Things are even better on the Rubber side of the business: “For Rubber, we expect top-line growth to be roughly in-line with end markets and a margin guidance of 12-13 per cent. For the group, we expect margin guidance of 6.5-7.5 per cent.” The consensus is 6.4 per cent.
Writing in an investor’s note dated 22 January 2021, Sascha Gommel, Philippe Houhois, Jimanshu Agarwal and Touiti Marie-Bornand added:
“We expect suppliers to beat Q4 consensus estimates across the board as light vehicle production came in ahead of expectations…In light of extended lockdowns, semiconductor shortages and rising raw material prices, company guidance will unlikely be above consensus across the board.”
Nevertheless, their conclusion is that “Conti has the biggest positive surprise potential”. And therefore they maintained their price guidance “buy”, with a 155 euro price target, adding: “Consensus estimates for [the fourth quarter] but also 2021 and beyond looks significantly too low and valuation is undemanding.”

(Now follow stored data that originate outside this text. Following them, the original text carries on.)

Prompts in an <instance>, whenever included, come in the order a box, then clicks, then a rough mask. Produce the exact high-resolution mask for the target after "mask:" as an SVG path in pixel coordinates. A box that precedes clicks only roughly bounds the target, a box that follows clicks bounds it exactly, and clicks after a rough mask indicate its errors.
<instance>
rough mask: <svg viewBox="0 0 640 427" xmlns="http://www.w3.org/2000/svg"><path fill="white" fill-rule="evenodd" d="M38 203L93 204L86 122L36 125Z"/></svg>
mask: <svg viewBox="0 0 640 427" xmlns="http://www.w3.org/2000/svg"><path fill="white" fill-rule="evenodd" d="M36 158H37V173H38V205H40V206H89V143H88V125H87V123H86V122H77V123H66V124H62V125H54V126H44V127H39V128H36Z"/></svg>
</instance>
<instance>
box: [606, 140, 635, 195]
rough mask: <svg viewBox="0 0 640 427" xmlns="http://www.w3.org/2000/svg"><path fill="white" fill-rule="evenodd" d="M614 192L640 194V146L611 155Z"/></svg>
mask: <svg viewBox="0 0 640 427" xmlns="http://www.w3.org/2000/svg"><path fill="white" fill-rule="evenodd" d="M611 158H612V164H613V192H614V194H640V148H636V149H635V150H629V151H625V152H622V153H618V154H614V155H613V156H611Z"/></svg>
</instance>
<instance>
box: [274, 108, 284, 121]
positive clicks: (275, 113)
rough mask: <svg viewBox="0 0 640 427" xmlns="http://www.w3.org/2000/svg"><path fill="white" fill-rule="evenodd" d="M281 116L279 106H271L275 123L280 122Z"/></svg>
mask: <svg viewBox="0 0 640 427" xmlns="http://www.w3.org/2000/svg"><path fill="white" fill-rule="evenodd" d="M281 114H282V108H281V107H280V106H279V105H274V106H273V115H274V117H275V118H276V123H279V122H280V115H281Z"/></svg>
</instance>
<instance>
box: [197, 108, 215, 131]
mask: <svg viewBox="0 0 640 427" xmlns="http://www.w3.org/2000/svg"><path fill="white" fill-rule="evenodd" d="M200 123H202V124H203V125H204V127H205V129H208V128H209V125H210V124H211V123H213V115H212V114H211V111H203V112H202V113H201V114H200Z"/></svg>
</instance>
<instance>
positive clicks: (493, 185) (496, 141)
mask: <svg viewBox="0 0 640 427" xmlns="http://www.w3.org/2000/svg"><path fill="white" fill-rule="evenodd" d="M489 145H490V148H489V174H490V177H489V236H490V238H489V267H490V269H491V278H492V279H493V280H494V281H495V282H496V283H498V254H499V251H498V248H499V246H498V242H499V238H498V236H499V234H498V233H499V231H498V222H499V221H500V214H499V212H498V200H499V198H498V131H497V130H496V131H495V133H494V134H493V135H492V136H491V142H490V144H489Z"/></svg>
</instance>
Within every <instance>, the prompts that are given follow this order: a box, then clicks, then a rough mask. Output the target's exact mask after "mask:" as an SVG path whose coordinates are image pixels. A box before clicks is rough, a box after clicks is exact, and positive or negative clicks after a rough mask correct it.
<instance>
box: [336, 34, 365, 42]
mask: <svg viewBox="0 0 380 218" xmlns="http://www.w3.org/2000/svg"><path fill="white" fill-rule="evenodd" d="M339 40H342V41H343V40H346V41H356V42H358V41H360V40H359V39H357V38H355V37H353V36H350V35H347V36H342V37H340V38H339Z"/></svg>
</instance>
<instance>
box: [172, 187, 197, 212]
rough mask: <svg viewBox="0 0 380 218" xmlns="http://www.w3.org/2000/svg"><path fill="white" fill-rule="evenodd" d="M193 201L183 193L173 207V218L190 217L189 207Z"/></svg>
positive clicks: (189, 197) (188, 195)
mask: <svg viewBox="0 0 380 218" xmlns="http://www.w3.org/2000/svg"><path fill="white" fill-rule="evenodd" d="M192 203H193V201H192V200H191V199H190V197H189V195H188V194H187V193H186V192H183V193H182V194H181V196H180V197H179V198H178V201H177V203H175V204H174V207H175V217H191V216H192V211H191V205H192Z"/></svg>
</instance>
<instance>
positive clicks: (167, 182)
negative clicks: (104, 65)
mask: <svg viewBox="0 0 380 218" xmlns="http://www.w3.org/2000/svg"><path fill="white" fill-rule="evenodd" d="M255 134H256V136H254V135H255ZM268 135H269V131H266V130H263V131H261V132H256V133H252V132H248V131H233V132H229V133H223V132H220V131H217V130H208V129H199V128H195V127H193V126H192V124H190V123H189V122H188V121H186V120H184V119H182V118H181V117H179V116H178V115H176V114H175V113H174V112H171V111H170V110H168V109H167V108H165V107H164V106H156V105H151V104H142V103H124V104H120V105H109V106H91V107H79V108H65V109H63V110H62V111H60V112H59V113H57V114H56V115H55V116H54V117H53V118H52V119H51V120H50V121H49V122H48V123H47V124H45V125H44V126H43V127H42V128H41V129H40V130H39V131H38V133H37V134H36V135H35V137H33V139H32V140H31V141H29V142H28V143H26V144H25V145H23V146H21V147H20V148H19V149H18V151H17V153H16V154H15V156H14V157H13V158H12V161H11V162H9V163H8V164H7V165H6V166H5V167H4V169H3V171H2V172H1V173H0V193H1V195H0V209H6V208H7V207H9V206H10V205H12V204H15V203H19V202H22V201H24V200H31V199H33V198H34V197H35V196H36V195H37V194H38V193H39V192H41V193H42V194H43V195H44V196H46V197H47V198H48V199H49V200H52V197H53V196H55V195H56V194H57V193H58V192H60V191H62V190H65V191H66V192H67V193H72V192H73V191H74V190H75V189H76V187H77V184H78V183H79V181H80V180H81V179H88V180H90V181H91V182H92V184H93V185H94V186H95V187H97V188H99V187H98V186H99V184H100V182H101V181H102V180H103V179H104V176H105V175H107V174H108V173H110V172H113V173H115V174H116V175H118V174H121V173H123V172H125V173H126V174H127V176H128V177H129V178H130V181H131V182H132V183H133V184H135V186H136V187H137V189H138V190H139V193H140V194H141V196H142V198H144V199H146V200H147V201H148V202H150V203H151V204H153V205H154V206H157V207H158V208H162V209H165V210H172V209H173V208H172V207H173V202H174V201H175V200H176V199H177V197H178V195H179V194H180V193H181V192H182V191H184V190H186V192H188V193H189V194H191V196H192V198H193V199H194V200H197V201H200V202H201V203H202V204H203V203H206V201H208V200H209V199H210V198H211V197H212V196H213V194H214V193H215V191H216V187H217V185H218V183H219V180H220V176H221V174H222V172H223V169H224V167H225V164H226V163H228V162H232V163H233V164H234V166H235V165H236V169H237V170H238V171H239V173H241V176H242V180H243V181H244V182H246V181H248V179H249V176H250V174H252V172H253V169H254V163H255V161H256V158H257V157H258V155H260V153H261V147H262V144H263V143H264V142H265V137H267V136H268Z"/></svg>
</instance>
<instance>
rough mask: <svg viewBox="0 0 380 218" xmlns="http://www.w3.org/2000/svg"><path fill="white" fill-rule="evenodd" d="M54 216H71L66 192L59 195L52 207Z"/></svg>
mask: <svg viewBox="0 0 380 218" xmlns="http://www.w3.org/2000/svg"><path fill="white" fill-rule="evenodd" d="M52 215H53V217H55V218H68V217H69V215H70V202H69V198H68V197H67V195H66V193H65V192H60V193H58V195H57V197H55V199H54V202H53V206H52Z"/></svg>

In contrast, the Jefferies analysts own estimates are between a fifth and a quarter higher than the market consensus: “We are 21 per cent/25 per cent above EBIT consensus for FY21/22. In addition, sentiment is still sufficiently negative with the lowest number of Buy ratings in the sector (together with Schaeffler).
Of course, tyre supply is closely connected to vehicle production. Jefferies’ estimates are based on the most recent IHS forecast (01/2021). As far as fourth quarter 2020 figures are concerned, IHS estimates global light vehicle production to be +2.5 per cent year-on-year globally. This is an upgrade of 1.8 percentage points from the December forecast. All regions showed positive growth with Europe +1.3 per cent (up 1.6 percentage points), North America +0.5 per cent (up 1.3 percentage points) and China +5.9 per cent (up 2.6 percentage points).
One cloud on the horizon is semiconductor shortages. The shortage of electronic components is a risk to first quarter 2021 production and potentially also to the second quarter of 2021. Based on statements from OEMs (such as Volkswagen), there has already been an impact on shift schedules. However, the problem is less severe than feared as reports suggest potential lost production of 500,000 units which is around 2 per cent of global production (or 0.6% on a full-year basis).
“We understand that OEMs prioritize models with higher profitability which would imply higher content for suppliers, there could be an offsetting factor to the negative volume impact. Valuation: The re-rating that we have seen during fourth quarter of 2020 has stopped towards the end of the year and earnings estimates have started to catch up…”, the Jefferies analysts explained, adding:
“With multiples well above historical averages, share price upside needs to come from earnings upgrades going forward, in our view. We adjusted our estimates and price target across our coverage to reflect the most recent low value position forecast and peer multiples”.
Still market watchers are as positive as they have been about Continental’s shares for a year. Indeed, consensus buy ratings are close to a 12 month high, with 45 per cent of analysts rating Conti stock as ”buy” compared to 29 per cent a year ago. Meanwhile, both Continental and Schaeffler shares are amongst the least preferred stocks on the sell-side (33%).